Summary:	The alert "etcdGRPCRequestsSlow" fired during upgrade
Product:	OpenShift Container Platform	Reporter:	Hongkai Liu <hongkliu>
Component:	Etcd	Assignee:	Emily Moss <emoss>
Status:	CLOSED DEFERRED	QA Contact:	ge liu <geliu>
Severity:	medium	Docs Contact:
Priority:	medium
Version:	4.10	CC:	emoss, kgarriso, tjungblu, wking
Target Milestone:	---
Target Release:	---
Hardware:	x86_64
OS:	Unspecified
Whiteboard:
Fixed In Version:		Doc Type:	No Doc Update
Doc Text:		Story Points:	---
Clone Of:		Environment:
Last Closed:	2022-09-12 09:29:45 UTC	Type:	Bug
Regression:	---	Mount Type:	---
Documentation:	---	CRM:
Verified Versions:		Category:	---
oVirt Team:	---	RHEL 7.3 requirements from Atomic Host:
Cloudforms Team:	---	Target Upstream Version:
Embargoed:

Description Hongkai Liu 2022-04-05 19:44:53 UTC

Description of problem:
The alert was fired on build02 during upgrade from 4.10.6 to 4.10.8
https://coreos.slack.com/archives/CHY2E1BL4/p1649150672833739

Everything went back to normal shortly after.

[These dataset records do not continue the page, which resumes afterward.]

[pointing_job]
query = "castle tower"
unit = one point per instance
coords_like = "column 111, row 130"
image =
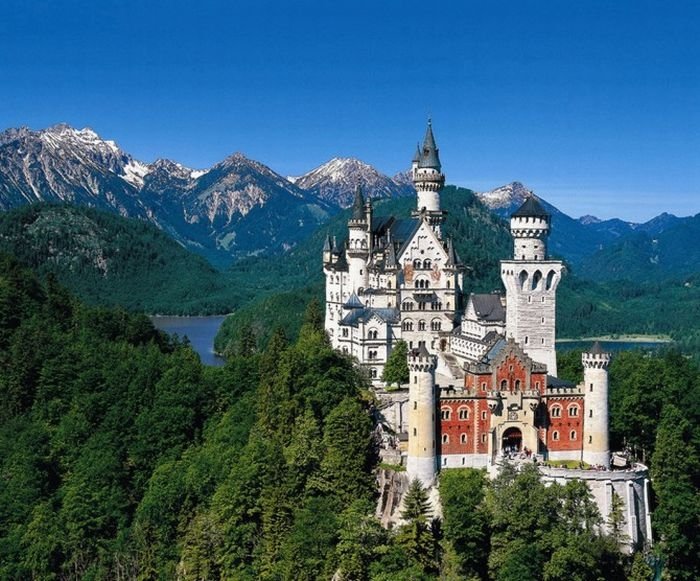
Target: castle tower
column 422, row 451
column 428, row 180
column 596, row 448
column 359, row 241
column 531, row 282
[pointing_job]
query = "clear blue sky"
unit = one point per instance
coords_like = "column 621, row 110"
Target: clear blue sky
column 595, row 104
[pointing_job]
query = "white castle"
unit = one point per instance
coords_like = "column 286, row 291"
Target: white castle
column 483, row 376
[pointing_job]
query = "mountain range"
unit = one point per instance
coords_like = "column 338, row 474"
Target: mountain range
column 240, row 207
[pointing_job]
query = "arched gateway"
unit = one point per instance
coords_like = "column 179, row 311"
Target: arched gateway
column 512, row 440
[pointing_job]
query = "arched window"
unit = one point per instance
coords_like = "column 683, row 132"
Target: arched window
column 536, row 279
column 522, row 278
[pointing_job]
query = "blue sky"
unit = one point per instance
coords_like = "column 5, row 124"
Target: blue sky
column 594, row 105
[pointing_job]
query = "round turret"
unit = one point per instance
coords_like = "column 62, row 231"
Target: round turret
column 596, row 446
column 422, row 451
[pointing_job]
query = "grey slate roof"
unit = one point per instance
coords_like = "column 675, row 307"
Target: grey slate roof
column 531, row 208
column 556, row 382
column 355, row 316
column 596, row 349
column 429, row 156
column 353, row 302
column 488, row 307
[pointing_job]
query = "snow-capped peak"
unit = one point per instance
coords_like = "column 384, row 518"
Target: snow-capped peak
column 505, row 196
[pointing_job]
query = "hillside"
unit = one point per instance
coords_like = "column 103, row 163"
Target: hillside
column 109, row 260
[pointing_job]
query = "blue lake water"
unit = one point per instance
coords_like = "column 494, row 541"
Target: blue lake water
column 199, row 330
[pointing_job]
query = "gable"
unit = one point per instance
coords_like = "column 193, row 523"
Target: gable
column 421, row 245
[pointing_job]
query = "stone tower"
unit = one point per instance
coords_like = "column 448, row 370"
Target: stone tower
column 422, row 450
column 596, row 448
column 428, row 179
column 359, row 241
column 531, row 282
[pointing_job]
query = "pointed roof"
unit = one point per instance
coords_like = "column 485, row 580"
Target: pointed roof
column 531, row 208
column 429, row 155
column 354, row 302
column 596, row 349
column 328, row 244
column 416, row 156
column 358, row 205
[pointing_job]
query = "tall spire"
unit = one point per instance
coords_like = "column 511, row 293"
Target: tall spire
column 358, row 205
column 429, row 155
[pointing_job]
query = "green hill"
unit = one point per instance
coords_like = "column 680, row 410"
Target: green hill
column 109, row 260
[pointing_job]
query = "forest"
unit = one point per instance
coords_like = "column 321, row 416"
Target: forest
column 123, row 457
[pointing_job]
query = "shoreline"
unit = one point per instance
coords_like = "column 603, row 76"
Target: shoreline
column 621, row 339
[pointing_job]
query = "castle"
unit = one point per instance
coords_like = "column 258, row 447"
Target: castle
column 483, row 376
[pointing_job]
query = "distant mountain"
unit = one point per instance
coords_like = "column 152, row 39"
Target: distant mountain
column 576, row 240
column 238, row 207
column 672, row 252
column 107, row 259
column 335, row 182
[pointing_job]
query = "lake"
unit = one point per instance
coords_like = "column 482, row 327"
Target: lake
column 199, row 330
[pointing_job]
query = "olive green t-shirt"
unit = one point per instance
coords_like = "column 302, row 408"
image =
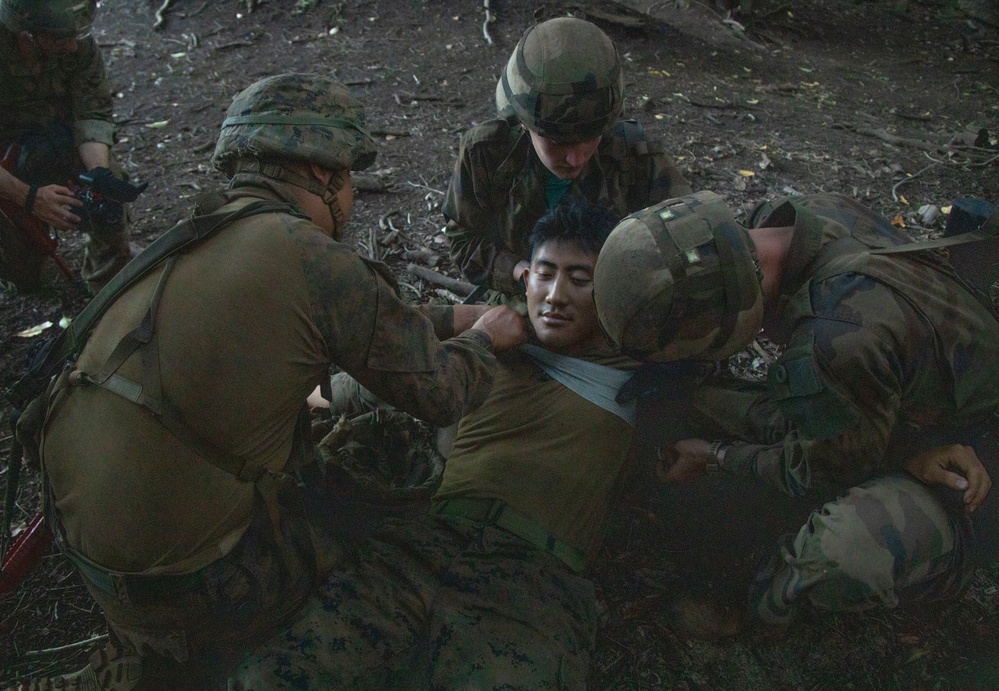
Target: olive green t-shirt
column 543, row 449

I found nothing outstanding following the runbook of the alert.
https://github.com/openshift/runbooks/blob/master/alerts/cluster-etcd-operator/etcdGRPCRequestsSlow.md

My questions are:
1. Are slow etcd requests expected to happen during upgrade?
In any case, this is the must-gather.
https://coreos.slack.com/archives/CHY2E1BL4/p1649168331222259?thread_ts=1649150672.833739&cid=CHY2E1BL4


2. The condition of the alert has never last over 10m. Yet it was fired. Why?
https://coreos.slack.com/archives/CHY2E1BL4/p1649184857585639?thread_ts=1649150672.833739&cid=CHY2E1BL4



Version-Release number of selected component (if applicable):


How reproducible:


Steps to Reproduce:
1.
2.
3.

Actual results:


Expected results:


Additional info:

Comment 8 Thomas Jungblut 2022-05-11 06:47:22 UTC

it went into 4.11 yesterday, @emoss shall we backport this to 4.10?